Remgro Limited reported unaudited consolidated earnings results for the six months ended December 31, 2012. For the period, the company reported sales of ZAR 7,860 million compared to ZAR 6,883 million a year ago. Consolidated profit before tax was ZAR 672 million compared to ZAR 1,987 million a year ago. Consolidated profit after tax was ZAR 534 million compared to ZAR 1,614 million a year ago. Net profit for the period attributable to equity holders was ZAR 1,891 million or 362.4 cents per diluted share compared to ZAR 3,944 million or 758.6 cents per diluted share a year ago. Headline earnings were ZAR 1,719 million or 328.7 cents per diluted share compared to ZAR 2,649 million or 508.2 cents per diluted share a year ago. Net cash inflow from operating activities was ZAR 335 million compared to net cash outflow from operating activities of ZAR 148 million a year ago. Total earnings decreased by 52.1%, mainly as a result of the losses relating to Mediclinic's refinancing transaction amounting to ZAR 1,423 million accounted for during the period under review, as well as capital gains amounting to ZAR 1,099 million accounted for in the comparative period on the disposal of RMBH shares and RMI shares to Royal Bafokeng Holdings (Pty) Limited, the disposal of Tracker and the KTI and Tiso merger.

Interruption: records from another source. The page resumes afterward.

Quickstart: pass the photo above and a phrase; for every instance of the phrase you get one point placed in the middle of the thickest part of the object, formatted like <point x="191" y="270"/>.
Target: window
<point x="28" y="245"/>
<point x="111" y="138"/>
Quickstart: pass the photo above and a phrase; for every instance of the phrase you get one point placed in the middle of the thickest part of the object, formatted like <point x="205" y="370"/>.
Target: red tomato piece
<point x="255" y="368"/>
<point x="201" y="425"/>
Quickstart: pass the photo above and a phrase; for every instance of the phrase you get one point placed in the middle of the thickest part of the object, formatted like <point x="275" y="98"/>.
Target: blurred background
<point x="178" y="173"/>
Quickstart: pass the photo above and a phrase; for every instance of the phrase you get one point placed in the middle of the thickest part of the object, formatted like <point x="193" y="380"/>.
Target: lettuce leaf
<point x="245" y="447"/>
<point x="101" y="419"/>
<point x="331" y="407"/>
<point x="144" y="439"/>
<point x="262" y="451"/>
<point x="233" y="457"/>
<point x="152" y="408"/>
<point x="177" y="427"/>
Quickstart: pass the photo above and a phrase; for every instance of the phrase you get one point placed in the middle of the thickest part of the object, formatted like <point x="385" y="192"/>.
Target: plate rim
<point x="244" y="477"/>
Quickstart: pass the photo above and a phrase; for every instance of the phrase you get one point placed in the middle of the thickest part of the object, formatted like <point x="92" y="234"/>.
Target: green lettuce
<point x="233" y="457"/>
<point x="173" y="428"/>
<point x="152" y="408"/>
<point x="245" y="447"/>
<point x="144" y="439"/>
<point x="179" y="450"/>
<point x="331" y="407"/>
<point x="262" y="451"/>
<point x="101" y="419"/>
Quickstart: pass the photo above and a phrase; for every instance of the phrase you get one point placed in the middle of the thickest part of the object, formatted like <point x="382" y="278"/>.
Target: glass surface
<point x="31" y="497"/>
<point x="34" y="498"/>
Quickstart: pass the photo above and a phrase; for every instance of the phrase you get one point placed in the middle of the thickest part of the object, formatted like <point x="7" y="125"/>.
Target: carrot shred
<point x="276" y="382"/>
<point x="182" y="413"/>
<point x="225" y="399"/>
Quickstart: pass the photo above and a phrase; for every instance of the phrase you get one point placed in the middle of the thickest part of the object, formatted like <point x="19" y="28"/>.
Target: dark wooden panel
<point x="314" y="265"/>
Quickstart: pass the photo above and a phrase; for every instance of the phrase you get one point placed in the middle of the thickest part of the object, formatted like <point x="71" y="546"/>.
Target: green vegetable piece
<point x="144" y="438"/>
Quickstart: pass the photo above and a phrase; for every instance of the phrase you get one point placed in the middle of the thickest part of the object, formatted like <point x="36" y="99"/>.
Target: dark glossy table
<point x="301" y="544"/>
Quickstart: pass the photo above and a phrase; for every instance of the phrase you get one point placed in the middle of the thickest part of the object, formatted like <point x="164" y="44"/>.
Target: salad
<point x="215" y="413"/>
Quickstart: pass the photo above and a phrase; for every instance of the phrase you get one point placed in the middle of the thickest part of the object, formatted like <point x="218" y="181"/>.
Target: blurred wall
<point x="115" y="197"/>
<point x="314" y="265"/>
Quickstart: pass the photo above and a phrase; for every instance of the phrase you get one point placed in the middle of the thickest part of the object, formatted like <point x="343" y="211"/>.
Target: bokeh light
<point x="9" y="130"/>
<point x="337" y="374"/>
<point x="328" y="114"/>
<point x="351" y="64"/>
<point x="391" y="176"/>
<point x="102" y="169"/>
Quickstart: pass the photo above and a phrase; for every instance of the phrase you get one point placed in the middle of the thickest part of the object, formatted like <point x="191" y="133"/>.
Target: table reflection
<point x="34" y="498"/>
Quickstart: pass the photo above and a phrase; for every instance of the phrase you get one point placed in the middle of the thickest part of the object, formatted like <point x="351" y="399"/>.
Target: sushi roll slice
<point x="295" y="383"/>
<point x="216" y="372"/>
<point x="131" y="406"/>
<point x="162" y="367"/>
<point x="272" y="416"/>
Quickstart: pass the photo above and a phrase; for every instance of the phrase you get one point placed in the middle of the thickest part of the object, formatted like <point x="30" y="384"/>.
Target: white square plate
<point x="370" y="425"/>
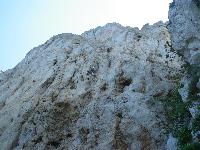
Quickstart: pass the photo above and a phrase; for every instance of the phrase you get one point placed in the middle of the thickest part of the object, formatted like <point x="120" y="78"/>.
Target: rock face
<point x="184" y="27"/>
<point x="97" y="90"/>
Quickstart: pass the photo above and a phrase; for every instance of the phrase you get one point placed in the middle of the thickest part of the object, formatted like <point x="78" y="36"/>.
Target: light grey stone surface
<point x="97" y="91"/>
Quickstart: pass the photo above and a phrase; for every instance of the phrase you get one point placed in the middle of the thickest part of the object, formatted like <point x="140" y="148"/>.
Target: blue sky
<point x="25" y="24"/>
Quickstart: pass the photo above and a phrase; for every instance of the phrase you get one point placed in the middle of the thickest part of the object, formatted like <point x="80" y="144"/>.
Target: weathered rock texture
<point x="97" y="90"/>
<point x="184" y="27"/>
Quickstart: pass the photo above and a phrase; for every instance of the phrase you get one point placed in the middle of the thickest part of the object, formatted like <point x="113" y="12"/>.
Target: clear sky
<point x="25" y="24"/>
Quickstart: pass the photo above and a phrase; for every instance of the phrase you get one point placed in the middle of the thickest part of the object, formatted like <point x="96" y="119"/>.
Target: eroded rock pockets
<point x="92" y="91"/>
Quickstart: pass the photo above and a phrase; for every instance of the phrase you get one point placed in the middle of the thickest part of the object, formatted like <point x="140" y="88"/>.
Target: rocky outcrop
<point x="97" y="90"/>
<point x="184" y="28"/>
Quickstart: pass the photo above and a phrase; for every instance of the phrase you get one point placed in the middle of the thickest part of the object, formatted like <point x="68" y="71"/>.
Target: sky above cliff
<point x="28" y="23"/>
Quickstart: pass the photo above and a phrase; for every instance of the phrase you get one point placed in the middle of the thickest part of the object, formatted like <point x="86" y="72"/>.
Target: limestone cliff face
<point x="184" y="28"/>
<point x="97" y="90"/>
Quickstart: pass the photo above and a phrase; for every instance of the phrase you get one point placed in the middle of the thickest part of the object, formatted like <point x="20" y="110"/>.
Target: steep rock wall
<point x="97" y="90"/>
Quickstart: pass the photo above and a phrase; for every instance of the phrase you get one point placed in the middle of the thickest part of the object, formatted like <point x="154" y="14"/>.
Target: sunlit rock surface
<point x="97" y="90"/>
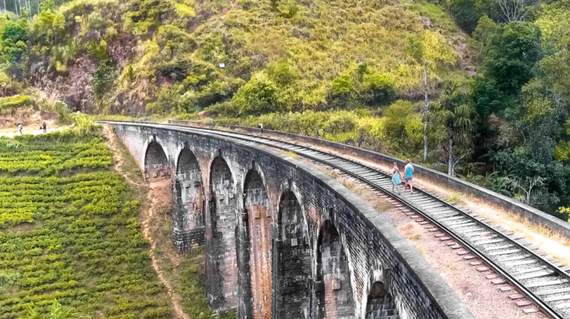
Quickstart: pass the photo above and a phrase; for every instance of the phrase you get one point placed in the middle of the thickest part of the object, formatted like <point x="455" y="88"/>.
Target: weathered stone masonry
<point x="284" y="241"/>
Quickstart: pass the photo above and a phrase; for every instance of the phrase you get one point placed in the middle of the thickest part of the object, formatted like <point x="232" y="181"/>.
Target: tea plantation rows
<point x="68" y="232"/>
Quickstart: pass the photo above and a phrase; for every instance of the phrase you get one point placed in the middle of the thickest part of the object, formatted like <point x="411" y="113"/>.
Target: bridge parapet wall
<point x="533" y="214"/>
<point x="366" y="247"/>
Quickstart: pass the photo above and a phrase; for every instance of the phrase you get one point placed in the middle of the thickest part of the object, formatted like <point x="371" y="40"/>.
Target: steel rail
<point x="325" y="158"/>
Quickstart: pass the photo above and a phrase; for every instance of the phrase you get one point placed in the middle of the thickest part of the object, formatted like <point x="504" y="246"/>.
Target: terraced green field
<point x="68" y="232"/>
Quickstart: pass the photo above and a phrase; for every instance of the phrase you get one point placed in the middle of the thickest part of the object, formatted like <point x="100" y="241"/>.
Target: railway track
<point x="541" y="281"/>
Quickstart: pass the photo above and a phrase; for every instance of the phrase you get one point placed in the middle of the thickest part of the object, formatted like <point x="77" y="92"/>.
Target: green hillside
<point x="485" y="82"/>
<point x="69" y="234"/>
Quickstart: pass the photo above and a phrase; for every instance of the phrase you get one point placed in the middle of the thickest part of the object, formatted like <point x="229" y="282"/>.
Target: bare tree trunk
<point x="450" y="163"/>
<point x="426" y="110"/>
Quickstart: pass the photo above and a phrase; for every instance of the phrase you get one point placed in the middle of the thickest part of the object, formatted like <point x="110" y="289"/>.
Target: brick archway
<point x="334" y="288"/>
<point x="156" y="164"/>
<point x="188" y="212"/>
<point x="293" y="262"/>
<point x="221" y="261"/>
<point x="257" y="236"/>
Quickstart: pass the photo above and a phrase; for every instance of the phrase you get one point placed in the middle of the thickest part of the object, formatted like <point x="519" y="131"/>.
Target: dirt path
<point x="158" y="199"/>
<point x="158" y="195"/>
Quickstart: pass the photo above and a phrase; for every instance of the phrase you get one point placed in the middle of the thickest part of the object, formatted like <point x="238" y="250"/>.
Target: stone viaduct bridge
<point x="283" y="240"/>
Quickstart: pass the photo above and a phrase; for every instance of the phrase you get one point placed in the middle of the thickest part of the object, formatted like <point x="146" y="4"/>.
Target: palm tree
<point x="455" y="113"/>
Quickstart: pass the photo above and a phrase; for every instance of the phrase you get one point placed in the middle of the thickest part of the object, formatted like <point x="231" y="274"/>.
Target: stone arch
<point x="293" y="261"/>
<point x="379" y="303"/>
<point x="188" y="212"/>
<point x="156" y="164"/>
<point x="221" y="261"/>
<point x="257" y="239"/>
<point x="334" y="288"/>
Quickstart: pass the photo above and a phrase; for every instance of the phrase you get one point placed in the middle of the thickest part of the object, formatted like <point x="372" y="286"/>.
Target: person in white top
<point x="409" y="175"/>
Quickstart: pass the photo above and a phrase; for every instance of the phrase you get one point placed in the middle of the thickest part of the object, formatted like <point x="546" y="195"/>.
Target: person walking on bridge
<point x="396" y="178"/>
<point x="409" y="175"/>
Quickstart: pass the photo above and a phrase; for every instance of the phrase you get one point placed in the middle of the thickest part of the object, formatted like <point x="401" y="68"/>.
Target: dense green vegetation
<point x="484" y="82"/>
<point x="68" y="232"/>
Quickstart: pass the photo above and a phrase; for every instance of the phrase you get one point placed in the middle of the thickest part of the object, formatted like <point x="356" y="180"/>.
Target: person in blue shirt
<point x="409" y="175"/>
<point x="396" y="178"/>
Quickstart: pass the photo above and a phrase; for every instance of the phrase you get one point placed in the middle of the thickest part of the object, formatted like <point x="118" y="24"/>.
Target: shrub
<point x="10" y="103"/>
<point x="380" y="88"/>
<point x="257" y="96"/>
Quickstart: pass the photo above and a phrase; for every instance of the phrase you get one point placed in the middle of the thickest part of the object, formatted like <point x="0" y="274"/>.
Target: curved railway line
<point x="540" y="280"/>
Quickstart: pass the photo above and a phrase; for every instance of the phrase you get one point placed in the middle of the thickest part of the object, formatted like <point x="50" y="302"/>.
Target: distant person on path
<point x="409" y="174"/>
<point x="396" y="179"/>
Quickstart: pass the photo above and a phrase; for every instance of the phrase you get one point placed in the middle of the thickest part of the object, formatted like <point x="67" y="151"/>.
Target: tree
<point x="513" y="10"/>
<point x="429" y="51"/>
<point x="454" y="112"/>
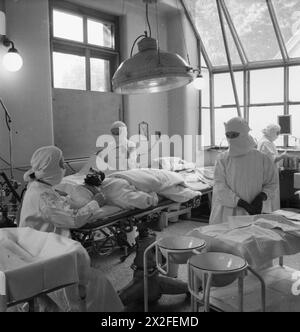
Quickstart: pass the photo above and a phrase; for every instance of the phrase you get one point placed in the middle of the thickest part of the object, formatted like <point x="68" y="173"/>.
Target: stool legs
<point x="206" y="292"/>
<point x="241" y="292"/>
<point x="263" y="288"/>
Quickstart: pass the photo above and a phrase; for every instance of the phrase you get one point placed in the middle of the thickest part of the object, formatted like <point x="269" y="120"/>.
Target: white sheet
<point x="135" y="188"/>
<point x="258" y="239"/>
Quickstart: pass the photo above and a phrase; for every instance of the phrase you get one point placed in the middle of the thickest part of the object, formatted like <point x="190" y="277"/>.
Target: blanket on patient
<point x="132" y="189"/>
<point x="149" y="179"/>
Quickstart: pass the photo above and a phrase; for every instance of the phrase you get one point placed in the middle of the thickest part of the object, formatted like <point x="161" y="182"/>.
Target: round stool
<point x="214" y="269"/>
<point x="175" y="250"/>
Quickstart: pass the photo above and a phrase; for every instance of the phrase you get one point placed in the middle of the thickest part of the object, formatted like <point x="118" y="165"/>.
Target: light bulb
<point x="12" y="61"/>
<point x="199" y="82"/>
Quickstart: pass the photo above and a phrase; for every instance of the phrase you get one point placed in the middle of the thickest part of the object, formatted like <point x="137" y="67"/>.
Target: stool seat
<point x="217" y="262"/>
<point x="214" y="269"/>
<point x="180" y="248"/>
<point x="181" y="243"/>
<point x="224" y="268"/>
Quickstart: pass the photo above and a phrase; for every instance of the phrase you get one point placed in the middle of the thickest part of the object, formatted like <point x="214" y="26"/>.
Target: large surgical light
<point x="151" y="70"/>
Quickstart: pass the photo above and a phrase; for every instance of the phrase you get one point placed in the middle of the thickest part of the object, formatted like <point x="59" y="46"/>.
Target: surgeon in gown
<point x="267" y="146"/>
<point x="120" y="154"/>
<point x="244" y="177"/>
<point x="44" y="209"/>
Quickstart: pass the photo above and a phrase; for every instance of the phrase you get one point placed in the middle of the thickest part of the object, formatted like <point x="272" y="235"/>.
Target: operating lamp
<point x="151" y="69"/>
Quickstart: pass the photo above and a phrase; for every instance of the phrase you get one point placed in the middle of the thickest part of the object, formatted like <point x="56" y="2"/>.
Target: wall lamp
<point x="12" y="61"/>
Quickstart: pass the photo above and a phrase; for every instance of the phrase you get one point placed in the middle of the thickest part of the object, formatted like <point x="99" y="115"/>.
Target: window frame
<point x="84" y="48"/>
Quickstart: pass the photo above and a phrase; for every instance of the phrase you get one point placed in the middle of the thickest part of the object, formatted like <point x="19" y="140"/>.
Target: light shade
<point x="12" y="61"/>
<point x="151" y="70"/>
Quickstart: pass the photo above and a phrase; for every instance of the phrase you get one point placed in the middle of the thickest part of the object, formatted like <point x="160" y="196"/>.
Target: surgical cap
<point x="271" y="130"/>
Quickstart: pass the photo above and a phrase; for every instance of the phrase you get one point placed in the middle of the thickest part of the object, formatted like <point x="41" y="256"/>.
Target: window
<point x="294" y="83"/>
<point x="205" y="15"/>
<point x="85" y="48"/>
<point x="266" y="85"/>
<point x="253" y="23"/>
<point x="224" y="91"/>
<point x="222" y="115"/>
<point x="260" y="117"/>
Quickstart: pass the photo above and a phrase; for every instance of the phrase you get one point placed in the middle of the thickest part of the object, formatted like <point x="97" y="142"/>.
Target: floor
<point x="280" y="282"/>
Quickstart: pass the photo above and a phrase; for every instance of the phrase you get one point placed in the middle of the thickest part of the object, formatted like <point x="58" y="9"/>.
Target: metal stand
<point x="9" y="127"/>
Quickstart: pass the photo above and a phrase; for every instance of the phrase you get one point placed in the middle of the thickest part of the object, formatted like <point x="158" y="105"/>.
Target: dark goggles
<point x="232" y="134"/>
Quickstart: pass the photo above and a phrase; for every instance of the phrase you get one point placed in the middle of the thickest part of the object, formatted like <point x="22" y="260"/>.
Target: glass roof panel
<point x="255" y="29"/>
<point x="206" y="18"/>
<point x="288" y="16"/>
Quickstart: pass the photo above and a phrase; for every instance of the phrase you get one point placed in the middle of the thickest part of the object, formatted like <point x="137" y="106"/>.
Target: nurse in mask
<point x="267" y="146"/>
<point x="45" y="210"/>
<point x="244" y="177"/>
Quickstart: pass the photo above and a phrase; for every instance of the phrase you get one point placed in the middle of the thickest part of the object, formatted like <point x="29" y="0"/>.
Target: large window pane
<point x="295" y="112"/>
<point x="69" y="71"/>
<point x="205" y="90"/>
<point x="100" y="75"/>
<point x="67" y="26"/>
<point x="267" y="85"/>
<point x="254" y="26"/>
<point x="287" y="12"/>
<point x="205" y="15"/>
<point x="260" y="117"/>
<point x="100" y="34"/>
<point x="205" y="127"/>
<point x="295" y="83"/>
<point x="221" y="116"/>
<point x="223" y="89"/>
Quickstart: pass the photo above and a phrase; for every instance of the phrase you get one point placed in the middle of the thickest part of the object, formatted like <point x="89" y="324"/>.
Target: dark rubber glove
<point x="246" y="206"/>
<point x="257" y="203"/>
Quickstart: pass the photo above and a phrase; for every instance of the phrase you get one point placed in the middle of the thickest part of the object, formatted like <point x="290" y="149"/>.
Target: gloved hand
<point x="100" y="199"/>
<point x="257" y="203"/>
<point x="246" y="206"/>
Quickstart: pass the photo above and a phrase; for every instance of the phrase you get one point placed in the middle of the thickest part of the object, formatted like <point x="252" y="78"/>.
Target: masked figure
<point x="244" y="177"/>
<point x="267" y="146"/>
<point x="46" y="210"/>
<point x="120" y="154"/>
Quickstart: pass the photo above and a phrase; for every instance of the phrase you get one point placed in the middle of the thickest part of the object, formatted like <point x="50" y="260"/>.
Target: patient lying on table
<point x="138" y="188"/>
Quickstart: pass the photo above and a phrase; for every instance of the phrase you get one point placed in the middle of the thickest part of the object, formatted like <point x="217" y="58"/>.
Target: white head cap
<point x="271" y="131"/>
<point x="45" y="165"/>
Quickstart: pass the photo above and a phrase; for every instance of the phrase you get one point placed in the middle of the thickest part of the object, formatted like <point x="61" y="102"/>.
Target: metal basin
<point x="217" y="263"/>
<point x="180" y="248"/>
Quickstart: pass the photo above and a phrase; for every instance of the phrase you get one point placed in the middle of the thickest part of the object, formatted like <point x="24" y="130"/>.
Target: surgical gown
<point x="268" y="148"/>
<point x="241" y="177"/>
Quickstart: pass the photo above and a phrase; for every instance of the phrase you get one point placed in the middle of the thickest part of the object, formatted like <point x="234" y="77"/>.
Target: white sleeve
<point x="55" y="210"/>
<point x="224" y="195"/>
<point x="270" y="177"/>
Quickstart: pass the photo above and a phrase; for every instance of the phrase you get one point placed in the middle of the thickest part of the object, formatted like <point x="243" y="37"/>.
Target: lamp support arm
<point x="8" y="124"/>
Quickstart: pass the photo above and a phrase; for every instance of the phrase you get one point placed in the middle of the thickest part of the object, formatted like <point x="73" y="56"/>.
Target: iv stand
<point x="8" y="124"/>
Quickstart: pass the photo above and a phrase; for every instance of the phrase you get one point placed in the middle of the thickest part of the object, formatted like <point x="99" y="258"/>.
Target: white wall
<point x="183" y="102"/>
<point x="151" y="108"/>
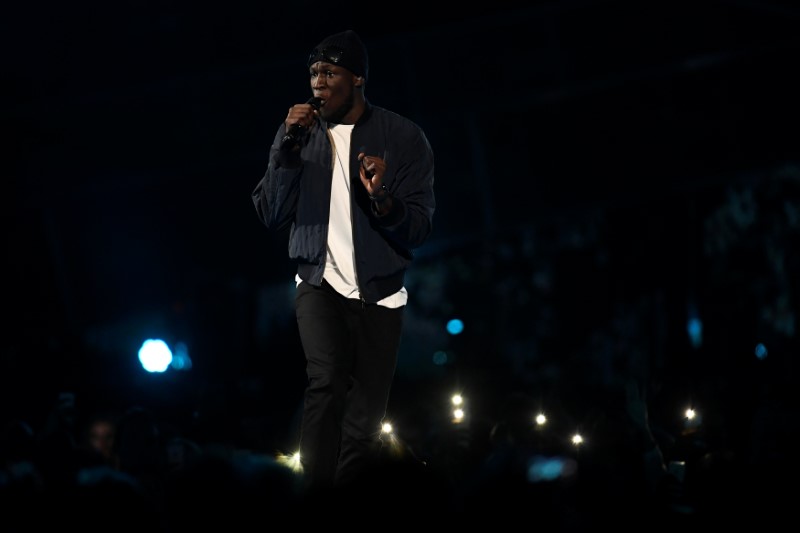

The Board of Remgro also approved the retirement of Mrs. J A Preller as an executive director from the Board with effect from March 31, 2013.

The company announced an interim gross dividend of 145 cents per share compared to 126 cents per share last year, has been declared out of income reserves in respect of both the ordinary shares of no par value and the unlisted B ordinary shares of no par value, for the half-year to December 31, 2012. The dividend will be payable on April 22, 2013 to the shareholders of record on April 19, 2013. The shares trade ex dividend date is April 15, 2013.